Ambassador of Angola to the United States
- Incumbent
- Assumed office 2016

Personal details
- Born: July 12, 1959 (age 66)
- Children: 2
- Alma mater: Paris Institute of Political Studies

= Joaquim do Espirito Santo =

Angolan diplomat

Joaquim do Espirito Santo (born July 12, 1959) is Angola's ambassador to the United States.

== Education ==
Espirito Santo earned a master's degree in political science from the Paris Institute of Political Studies and a degree in economics from Agostinho Neto University in Luanda. He also speaks several African languages, English, Spanish, Portuguese and French.

== Diplomatic career ==
From 1992 to 1993, Espirito Santo served as Assistant at the Office of Analysis and Economic Studies of the Ministry of External Relations.
In 1993, he transferred to the Secretariat of State for Cooperation, where he served as director of the Directorate of International Organizations until 1995 and as Director for Europe of the Secretariat of State Cooperation from 1995 to 1997.
In 1997 Espirito Santo returned to the Ministry of Foreign Affairs as Director for Europe until 1999. The following three years, he was the Director for Africa and the Middle East of the Ministry of Foreign Affairs. From 2002 to 2004 he served as Minister Counselor and Chargé d'Affaires at the Embassy of Angola in Mexico.
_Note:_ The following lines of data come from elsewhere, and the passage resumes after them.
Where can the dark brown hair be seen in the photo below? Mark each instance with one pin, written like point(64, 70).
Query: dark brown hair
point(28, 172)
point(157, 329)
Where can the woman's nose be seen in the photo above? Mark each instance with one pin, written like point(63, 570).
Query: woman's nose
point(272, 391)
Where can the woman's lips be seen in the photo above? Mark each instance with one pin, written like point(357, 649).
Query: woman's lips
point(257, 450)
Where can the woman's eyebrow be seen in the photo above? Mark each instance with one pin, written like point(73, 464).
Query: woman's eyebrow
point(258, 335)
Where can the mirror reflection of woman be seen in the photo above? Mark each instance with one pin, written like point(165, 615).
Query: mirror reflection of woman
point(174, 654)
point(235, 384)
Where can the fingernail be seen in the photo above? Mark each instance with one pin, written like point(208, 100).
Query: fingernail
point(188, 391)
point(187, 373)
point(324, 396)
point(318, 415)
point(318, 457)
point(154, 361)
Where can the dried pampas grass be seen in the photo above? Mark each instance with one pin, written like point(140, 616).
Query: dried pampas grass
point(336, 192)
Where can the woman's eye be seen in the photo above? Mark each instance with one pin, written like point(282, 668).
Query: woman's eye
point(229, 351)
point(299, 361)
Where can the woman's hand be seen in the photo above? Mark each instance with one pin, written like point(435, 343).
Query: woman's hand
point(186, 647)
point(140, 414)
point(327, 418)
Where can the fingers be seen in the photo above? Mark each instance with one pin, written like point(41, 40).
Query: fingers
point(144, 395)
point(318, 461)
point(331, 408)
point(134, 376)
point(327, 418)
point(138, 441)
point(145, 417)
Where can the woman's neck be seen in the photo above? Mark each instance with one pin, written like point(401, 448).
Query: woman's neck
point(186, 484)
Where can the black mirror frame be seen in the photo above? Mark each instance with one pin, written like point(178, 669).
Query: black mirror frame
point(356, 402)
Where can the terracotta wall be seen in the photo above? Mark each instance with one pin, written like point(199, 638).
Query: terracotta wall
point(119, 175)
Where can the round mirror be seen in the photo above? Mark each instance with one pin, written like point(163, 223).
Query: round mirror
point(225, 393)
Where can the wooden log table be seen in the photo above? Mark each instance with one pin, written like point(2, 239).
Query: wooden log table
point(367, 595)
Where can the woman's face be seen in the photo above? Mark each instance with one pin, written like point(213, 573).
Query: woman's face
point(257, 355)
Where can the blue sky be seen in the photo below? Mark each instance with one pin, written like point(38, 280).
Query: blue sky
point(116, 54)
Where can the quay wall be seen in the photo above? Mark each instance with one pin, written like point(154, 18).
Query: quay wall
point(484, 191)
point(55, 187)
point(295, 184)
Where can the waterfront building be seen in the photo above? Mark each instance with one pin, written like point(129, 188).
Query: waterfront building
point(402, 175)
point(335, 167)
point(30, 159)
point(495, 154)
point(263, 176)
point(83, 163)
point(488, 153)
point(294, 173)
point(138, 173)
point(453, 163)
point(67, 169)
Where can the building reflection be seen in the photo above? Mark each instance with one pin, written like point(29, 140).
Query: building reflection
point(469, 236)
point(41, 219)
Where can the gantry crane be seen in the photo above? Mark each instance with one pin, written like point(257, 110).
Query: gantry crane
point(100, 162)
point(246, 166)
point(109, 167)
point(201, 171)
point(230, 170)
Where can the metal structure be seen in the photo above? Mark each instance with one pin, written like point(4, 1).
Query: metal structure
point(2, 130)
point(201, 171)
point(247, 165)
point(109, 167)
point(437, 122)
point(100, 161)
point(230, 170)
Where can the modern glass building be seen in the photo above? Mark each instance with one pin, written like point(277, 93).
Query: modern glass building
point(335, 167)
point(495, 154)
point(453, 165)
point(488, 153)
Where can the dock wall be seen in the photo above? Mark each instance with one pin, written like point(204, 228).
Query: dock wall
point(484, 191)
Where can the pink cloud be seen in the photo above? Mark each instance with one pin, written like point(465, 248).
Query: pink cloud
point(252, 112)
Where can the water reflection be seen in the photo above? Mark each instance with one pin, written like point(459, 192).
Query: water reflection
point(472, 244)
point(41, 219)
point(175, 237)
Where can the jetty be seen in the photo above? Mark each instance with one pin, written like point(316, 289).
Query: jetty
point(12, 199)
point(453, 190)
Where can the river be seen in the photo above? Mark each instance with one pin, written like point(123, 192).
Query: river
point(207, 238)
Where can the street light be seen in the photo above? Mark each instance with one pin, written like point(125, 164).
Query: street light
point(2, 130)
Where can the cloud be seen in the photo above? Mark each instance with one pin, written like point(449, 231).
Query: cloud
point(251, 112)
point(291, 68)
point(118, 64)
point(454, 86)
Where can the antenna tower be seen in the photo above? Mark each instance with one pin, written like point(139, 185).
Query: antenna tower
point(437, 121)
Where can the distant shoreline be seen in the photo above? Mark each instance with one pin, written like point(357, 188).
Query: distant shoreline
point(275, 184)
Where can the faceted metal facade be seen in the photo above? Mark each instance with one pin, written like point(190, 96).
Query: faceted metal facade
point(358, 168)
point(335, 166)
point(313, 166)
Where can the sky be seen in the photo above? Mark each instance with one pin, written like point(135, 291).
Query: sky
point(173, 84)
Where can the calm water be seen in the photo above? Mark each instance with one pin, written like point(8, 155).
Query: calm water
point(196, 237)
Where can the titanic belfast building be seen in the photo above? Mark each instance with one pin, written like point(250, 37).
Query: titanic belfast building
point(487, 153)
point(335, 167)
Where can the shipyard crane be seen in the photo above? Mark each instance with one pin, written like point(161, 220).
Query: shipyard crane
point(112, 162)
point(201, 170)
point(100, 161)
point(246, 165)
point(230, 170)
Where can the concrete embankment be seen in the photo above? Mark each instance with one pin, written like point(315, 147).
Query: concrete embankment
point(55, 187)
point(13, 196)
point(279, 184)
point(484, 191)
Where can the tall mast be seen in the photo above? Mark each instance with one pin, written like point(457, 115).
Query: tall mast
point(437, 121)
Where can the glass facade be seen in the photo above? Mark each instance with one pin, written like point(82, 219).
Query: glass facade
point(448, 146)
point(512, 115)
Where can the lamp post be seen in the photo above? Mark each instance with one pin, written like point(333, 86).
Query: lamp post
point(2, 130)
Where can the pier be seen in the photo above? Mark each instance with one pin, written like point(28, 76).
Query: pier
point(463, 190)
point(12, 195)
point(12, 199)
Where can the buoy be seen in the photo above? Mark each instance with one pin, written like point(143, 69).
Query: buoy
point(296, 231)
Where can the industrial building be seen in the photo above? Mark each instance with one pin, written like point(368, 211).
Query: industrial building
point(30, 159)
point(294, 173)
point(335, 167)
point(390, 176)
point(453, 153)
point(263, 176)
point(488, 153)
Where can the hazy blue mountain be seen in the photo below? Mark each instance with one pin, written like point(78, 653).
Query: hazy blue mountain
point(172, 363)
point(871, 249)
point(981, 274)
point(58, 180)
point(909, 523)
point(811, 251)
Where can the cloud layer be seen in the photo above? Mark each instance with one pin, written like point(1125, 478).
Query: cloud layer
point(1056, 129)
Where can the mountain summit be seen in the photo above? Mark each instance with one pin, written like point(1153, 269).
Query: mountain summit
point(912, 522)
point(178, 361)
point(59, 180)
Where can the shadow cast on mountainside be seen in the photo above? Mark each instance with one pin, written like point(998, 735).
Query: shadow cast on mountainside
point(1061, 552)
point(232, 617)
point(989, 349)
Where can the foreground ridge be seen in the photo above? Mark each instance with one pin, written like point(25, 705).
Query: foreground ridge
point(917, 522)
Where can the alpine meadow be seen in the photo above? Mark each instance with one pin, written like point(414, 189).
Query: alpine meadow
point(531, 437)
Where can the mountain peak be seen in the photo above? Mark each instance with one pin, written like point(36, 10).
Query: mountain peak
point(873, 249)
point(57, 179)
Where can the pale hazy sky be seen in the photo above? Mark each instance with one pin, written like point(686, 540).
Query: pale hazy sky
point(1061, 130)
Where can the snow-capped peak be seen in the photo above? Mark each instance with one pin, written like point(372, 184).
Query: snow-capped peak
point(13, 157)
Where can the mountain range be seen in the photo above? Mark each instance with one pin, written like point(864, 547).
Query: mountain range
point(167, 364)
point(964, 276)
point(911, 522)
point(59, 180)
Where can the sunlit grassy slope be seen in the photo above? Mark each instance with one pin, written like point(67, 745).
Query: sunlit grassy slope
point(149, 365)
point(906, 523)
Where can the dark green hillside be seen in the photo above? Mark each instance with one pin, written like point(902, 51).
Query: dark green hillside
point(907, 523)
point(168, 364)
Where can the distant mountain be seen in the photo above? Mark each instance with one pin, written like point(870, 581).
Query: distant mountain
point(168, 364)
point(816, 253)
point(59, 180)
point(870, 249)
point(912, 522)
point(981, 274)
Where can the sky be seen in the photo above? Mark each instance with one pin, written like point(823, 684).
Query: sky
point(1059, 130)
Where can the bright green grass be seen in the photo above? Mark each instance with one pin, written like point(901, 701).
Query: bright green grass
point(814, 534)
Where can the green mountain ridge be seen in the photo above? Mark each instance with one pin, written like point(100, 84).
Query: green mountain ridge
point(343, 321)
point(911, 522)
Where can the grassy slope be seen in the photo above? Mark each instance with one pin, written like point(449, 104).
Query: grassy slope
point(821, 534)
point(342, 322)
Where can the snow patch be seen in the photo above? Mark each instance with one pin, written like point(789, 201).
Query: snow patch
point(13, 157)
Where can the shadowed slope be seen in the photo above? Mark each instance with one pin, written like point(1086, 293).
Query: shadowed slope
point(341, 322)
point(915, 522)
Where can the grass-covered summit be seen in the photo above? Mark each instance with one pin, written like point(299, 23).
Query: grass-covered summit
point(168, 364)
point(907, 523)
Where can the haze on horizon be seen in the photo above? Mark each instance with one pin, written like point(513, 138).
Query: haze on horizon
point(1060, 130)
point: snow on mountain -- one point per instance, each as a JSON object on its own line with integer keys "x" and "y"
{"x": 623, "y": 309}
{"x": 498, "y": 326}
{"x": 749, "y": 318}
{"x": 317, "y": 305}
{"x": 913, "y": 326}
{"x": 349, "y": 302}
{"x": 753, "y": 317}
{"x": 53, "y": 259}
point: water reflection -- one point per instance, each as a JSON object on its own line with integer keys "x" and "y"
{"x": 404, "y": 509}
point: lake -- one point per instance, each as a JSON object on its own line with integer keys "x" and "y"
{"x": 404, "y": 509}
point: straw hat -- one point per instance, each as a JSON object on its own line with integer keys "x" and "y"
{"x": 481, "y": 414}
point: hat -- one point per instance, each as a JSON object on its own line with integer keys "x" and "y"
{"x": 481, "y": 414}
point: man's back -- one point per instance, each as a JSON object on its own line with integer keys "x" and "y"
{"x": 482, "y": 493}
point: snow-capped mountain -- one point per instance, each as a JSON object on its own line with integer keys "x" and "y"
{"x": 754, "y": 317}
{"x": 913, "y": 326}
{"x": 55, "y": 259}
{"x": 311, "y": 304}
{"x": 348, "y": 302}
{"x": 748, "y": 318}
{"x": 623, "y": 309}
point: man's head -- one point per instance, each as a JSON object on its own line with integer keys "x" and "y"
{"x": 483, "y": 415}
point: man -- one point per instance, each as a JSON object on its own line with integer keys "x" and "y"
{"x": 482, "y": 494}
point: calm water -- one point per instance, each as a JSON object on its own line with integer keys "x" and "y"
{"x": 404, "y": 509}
After his service at the Embassy of Angola, from 2004 to 2009, Espirito Santo served as Minister Counselor at the Embassy of Angola in France.

From 2011 to 2018 he was the Director for Africa, Middle East and Regional Organizations of the Ministry of Foreign Affairs. Since 2019, Espirito Santo has been Angola's ambassador to the United States of America.

== Personal life ==
Espirito Santo is married with two children.